Following bipartisan approval in the House of Representatives and the Senate in opposition to the WOTUS rule, President Joe Biden vetoed the congressional resolution to rescind the the rule last week. However, the decision in North Dakota and a similar decision in a Texas court in March means the WOTUS rule cannot be enforced in 26 states across the country: Alabama, Alaska, Arkansas, Florida, Georgia, Idaho, Indiana, Iowa, Kansas, Louisiana, Mississippi, Missouri, Montana, Nebraska, New Hampshire, North Dakota, Ohio, Oklahoma, South Carolina, South Dakota, Tennessee, Texas, Utah, Virginia, West Virginia, and Wyoming.

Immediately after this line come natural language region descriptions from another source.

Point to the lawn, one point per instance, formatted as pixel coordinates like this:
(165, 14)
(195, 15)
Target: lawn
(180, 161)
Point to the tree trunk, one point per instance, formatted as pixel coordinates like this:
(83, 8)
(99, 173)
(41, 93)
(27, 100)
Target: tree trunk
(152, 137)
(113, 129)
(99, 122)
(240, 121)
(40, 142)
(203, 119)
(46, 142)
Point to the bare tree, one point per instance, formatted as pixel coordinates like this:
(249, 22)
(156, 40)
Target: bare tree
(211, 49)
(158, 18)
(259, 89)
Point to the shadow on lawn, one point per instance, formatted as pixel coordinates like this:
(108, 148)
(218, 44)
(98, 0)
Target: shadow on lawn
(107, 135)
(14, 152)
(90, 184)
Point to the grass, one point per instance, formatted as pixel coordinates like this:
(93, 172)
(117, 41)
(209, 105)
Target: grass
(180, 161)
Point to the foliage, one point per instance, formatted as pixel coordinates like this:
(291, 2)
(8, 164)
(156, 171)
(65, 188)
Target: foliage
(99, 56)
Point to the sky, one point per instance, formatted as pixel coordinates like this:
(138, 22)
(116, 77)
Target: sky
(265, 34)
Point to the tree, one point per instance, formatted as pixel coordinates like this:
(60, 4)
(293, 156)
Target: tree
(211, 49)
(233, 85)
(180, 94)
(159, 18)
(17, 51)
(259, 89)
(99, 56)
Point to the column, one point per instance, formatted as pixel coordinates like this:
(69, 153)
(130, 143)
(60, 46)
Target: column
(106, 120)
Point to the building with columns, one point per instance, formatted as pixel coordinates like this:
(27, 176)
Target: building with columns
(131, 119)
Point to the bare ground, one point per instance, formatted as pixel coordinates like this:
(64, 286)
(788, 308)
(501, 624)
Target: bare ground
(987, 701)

WOTUS is a threshold term intended to establish the geographic scope of federal jurisdiction under the CWA. The rule would add an additional step in the regulatory process for builders and developers, requiring them to determine whether isolated wetlands, ephemeral streams, or human-made drainage features are “federally jurisdictional.” Under the rule, a federal regulator would apply the “significant nexus test” to determine whether a feature significantly impacted the “integrity of a traditional navigable water.” The NAHB said it is “extremely” difficult to apply the significant nexus test consistently, and, in general, the rule “radically extends” areas in which builders need to get federal permits.

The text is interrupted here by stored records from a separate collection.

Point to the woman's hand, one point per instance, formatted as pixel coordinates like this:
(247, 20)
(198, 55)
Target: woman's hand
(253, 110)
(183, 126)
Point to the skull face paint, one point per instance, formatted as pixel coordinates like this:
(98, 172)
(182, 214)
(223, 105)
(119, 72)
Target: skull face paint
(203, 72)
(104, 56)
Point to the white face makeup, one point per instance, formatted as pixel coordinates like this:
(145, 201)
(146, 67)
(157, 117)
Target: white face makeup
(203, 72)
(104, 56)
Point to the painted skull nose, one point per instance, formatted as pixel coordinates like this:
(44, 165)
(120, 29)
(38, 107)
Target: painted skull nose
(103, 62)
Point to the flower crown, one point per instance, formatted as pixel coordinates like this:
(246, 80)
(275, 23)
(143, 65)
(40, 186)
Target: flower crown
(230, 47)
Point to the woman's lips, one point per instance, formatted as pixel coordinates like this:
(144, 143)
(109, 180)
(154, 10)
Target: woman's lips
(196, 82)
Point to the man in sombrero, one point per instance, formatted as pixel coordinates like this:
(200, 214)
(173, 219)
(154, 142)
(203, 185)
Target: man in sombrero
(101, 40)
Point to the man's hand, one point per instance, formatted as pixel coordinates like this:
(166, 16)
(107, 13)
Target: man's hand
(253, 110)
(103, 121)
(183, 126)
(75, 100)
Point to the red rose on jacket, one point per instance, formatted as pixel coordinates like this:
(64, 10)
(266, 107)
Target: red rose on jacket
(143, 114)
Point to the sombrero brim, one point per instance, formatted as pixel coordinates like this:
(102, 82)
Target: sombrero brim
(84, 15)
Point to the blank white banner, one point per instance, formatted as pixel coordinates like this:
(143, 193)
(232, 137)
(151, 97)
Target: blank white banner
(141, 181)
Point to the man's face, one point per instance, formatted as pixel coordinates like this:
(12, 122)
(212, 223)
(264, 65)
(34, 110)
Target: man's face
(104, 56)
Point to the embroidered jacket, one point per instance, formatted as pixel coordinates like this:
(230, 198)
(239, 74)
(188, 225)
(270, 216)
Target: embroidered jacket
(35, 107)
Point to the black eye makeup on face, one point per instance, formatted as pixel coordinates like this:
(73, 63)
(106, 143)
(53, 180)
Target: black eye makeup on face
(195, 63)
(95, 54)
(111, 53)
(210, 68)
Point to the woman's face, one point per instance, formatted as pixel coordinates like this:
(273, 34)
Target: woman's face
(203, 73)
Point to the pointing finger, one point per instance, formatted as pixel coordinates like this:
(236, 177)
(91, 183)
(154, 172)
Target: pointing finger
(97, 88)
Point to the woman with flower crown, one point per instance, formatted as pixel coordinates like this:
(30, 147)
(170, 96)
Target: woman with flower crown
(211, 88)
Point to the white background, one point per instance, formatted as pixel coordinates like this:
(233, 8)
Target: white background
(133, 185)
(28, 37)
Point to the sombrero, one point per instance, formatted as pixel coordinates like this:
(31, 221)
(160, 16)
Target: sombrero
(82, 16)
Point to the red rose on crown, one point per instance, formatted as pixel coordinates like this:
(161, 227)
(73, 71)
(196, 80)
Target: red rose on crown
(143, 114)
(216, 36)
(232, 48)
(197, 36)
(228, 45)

In a 45-page ruling, U.S. District Judge Daniel Hovland wrote the 2023 WOTUS rule “is neither understandable nor intelligible, and its boundaries are unlimited.” Judge Hovland also wrote there are “serious constitutional concerns triggered by the implementation” of the new WOTUS rule.

The U.S. Environmental Protection Agency said in a statement that the agency and the Army Corps of Engineers are reviewing the North Dakota court decision but maintain belief that the new WOTUS rule is “the best” interpretation of the CWA.

While the WOTUS rule remains in effect in 24 states, a pending U.S. Supreme Court case, Sackett v. EPA, could significantly narrow the scope of the EPA’s authority and nullify major elements of the WOTUS definition.